# Thread: Zeroes of a function

1. ## Zeroes of a function

First of all, apologies if this is in the wrong section It's a calculus problem but I'm stuck on the Algebra of it.

I'm supposed to find the critical numbers of f(x)=x^(3/4)-2x^(1/4).
I found the derivative to be f'(x)= (3/4)x^(-1/4)-(1/2)x^(-3/4), but for the life of me I can't remember how to go about finding it's zeroes.
I know one of them is x=0, and the book says another is x=4/9, but how do I get that?

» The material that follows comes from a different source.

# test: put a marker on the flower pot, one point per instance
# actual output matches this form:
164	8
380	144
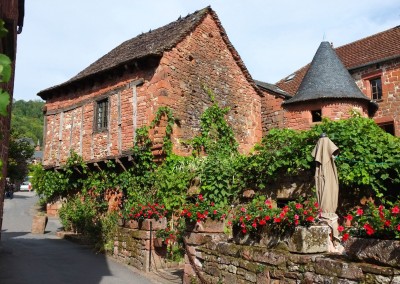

Thanks for any and all help in advance.

2. ## Re: Zeroes of a function

$\displaystyle f'(x)= \frac{3}{4}x^{\frac{-1}{4}}-\frac{1}{2}x^{\frac{-3}{4}}$

$\displaystyle 0=\frac{3}{4}x^{\frac{-1}{4}}-\frac{1}{2}x^{\frac{-3}{4}}$

$\displaystyle 0=3x^{\frac{-1}{4}}-2x^{\frac{-3}{4}}$

For a clearer understanding of what we have:

$\displaystyle 0=\frac{3}{\sqrt[4]{x}}-\frac{2}{\sqrt[4]{x^3}}$

$\displaystyle \frac{2}{\sqrt[4]{x^3}}=\frac{3}{\sqrt[4]{x}}$

$\displaystyle 2\sqrt[4]{x}=3\sqrt[4]{x^3}$

Raising both sides to the 4th power:

$\displaystyle 16x=81x^3$

$\displaystyle 81x^3-16x=0$

$\displaystyle x(81x^2-16)=0$

3. ## Re: Zeroes of a function

How did you go from 2/x^(3/4)=3/x^(1/4) to 2x^(1/4)=3x^(3/4)?

4. ## Re: Zeroes of a function

Originally Posted by TheDarkNight93
How did you go from 2/x^(3/4)=3/x^(1/4) to 2x^(1/4)=3x^(3/4)?
I would say he cross-multiplied the fractions ...

if $\displaystyle \frac{a}{b} = \frac{c}{d}$ , then $\displaystyle ad = bc$

5. ## Re: Zeroes of a function

Thanks, thats a lot of help. It's embaressing that I don't remember this (3-4 years ago). Could anyone point me towards a basic algebra review to help refresh my memory on this kind of stuff?